Ciò che non capisco, e onestamente non sopporto, è il totale menefreghismo dei locali nei confronti di queste cose. Di come sembri che la qualità della vita loro (e dei loro figli) non sia di alcuna importanza, anche quando basterebbe tanto così a cambiare le cose. E la ragione è semplice.
It’s all about Chat*. Riassumeva molto propriamente Negusse, il mio buon driver. Ed è vero, purtroppo. Qui, gli adulti, masticano tutti. All’una di pomeriggio, quando il sole ti pesta in testa come un martello, gli uomini finiscono la loro consueta razione di shirou o messerwat, si riuniscono nella piazzetta del paese, e aspettano.

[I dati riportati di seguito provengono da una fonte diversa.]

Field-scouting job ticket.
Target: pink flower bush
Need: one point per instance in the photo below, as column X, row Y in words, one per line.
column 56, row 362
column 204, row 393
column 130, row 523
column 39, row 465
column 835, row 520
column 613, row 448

Aspettano il camion del Chat.
Comprano (a caro prezzo, per le tasche di un etiope), la loro razione quotidiana di foglie del paradiso, e poi basta, la giornata finisce così. I cervelli si spengono. E dovunque ti volti è un continuo chomp chomp di gente con le labbra verdi e le iridi rosse, che via via che il sole cala verso l’orizzonte tende a estraniarsi, diventando spesso irascibile ai limiti della violenza. Questo è l’effetto del chat: nient’altro che un blando eccitante la cui fulminante diffusione negli ultimi anni sta segando le gambe allo sviluppo del paese.
Perdonatemi, non era mia intenzione dilungarmi tanto su questo punto, ma prima o poi un approfondimento su questa piaga nazionale andava fatto.
Varrebbe la pena fare qualche considerazione anche di tipo lavorativo, quantomeno per darvi un’idea dei progetti (tre) che stanno iniziando contemporaneamente qui. La verità è che, ad oggi, vista l’assenza di buona parte del personale e la quantità indecente di tempo perso in meeting di consorzio con le altre ONG partners (non siamo gli unici fautori del nostro destino, io ci metto un purtroppo), pure io non ci ho ancora capito molto, riservandomi dunque di spiegarvi meglio al prossimo appuntamento con questa rubrica. Vi basti sapere che, al momento, mi sto occupando del dimensionamento di cinque sistemi di raccolta dell’acqua piovana in altrettante scuole o ambulatori delle campagne circostanti (da cui avrete intuito l’utilità dei pezzi citati all’inizio dell’articolo). Vi basti anche sapere che dietro a questa presentazione carica di solidarietà e sorrisi plastici formato UNICEF ci sarebbero, in realtà, molti grigi da affrontare.
Ma forse questa è una considerazione per un altro tempo, per un altro luogo.




*Nota stupefacente: il Chat, o Khat, è una pianta le cui foglie, dal gusto amarissimo, danno una temporanea sensazione di euforia e benessere a chi le mastica (per ore e ore e ore). Divenuta ormai il primo bene di esportazione dell’Etiopia – superato anche il caffè – ha effetti devastanti sulle potenzialità lavorative del suo popolo.